Members of the loosely organized anti-government group are facing several charges for their alleged roles in the violent attack on the Capitol on Jan. 6, when supporters of former President Donald Trump forced their way into the building as lawmakers were counting state-certified Electoral College votes. Charges include conspiracy, obstruction of an official proceeding and entering a restricted building.
Nestler also said that unlike other situations in which members of the public disrupt official proceedings, such as when someone who's lawfully attending a public confirmation hearing of a Supreme Court justice yells during the proceeding, the defendants in the Capitol riot case went inside a building they're not allowed to be in.
"The defendants here are corrupt because they intended to intimidated Congress … into stopping what Congress was doing," Nestler said.
Carmen Hernandez, attorney or Donovan Crowl, who's facing the more serious conspiracy charges, disagreed, saying prosecutors' use of the obstruction statute is too vague and, therefore, unconstitutional.
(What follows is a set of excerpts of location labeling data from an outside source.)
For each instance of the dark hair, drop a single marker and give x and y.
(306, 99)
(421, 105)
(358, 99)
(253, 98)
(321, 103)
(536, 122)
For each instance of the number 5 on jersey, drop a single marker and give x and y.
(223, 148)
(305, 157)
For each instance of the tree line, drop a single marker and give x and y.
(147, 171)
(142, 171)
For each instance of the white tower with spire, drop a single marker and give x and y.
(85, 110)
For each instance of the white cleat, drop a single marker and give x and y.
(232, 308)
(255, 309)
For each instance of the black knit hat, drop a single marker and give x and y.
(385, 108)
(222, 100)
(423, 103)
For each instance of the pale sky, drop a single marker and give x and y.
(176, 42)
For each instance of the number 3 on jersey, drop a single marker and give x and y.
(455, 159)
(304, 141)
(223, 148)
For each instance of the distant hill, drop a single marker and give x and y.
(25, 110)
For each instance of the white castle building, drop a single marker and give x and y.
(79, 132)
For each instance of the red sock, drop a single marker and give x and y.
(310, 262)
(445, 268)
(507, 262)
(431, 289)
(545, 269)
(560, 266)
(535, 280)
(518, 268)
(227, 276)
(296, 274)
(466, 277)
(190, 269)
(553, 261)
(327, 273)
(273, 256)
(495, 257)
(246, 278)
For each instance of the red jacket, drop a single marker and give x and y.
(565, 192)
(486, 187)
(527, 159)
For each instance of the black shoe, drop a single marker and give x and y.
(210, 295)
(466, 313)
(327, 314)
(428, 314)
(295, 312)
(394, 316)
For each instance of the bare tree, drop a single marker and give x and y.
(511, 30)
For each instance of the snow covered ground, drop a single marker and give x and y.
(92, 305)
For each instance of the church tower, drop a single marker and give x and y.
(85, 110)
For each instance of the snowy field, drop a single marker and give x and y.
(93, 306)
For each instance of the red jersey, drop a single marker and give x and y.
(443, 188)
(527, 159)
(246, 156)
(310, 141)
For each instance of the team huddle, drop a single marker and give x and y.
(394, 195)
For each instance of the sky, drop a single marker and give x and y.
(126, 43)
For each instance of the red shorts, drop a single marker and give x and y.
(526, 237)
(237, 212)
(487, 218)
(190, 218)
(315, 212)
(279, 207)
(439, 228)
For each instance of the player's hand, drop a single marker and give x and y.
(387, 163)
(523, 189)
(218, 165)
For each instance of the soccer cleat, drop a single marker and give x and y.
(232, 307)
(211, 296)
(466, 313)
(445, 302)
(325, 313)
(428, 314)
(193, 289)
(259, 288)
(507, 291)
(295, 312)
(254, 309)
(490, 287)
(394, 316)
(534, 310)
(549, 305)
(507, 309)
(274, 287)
The statute makes it illegal to "corruptly" obstruct an official proceeding, but Hernandez said there is nothing corrupt about what Crowl is accused of doing.
For the average person, corrupt implies paying off somebody for personal gain, which Crowl is not accused of doing, Hernandez said.
"The statute cannot be read as broadly as the government wanted … They're not allowed to twist these words into a fashion that just eliminates any meaning Congress may have intended," Hernandez said.
David Fischer, attorney for Thomas Caldwell, who's also facing a conspiracy charge, took issue with what qualifies as an "official proceeding." Fischer said that an Electoral College vote certification is not considered an official proceeding, which he argued is a court-like or quasi-judicial activity held in the pursuit of justice.
"This is an obstruction of justice statute, and there's absolutely nothing about an Electoral College certification that an average person would believe is justice-related," Fischer said.
But Mehta seemed skeptical that Congress contemplated such a narrow interpretation.
"I'm not sure anything other than impeachment would qualify under your narrow definition," Mehta said.
Caldwell, unlike others, did not ultimately enter the Capitol building but is accused of planning the surge.
Mehta also unloaded on Fischer over papers he filed asking for the case to be moved out of Washington, D.C. Fischer argued that his client and the other defendants are not likely to find a fair jury in the district, where he said anti-Trump residents despise the values of traditional America.
"Writing a brief that looks like it's been ripped out of a blog isn't going to do it," Mehta said, adding that painting a city's residents with a broad brush without statistical evidence such polling data "is not the way to do it."
The Justice Department has charged more than 500 people for their alleged roles in the attack on the Capitol, several of whom, including at least four members and associates of the Oath Keepers, have pleaded guilty to conspiracy and obstruction charges.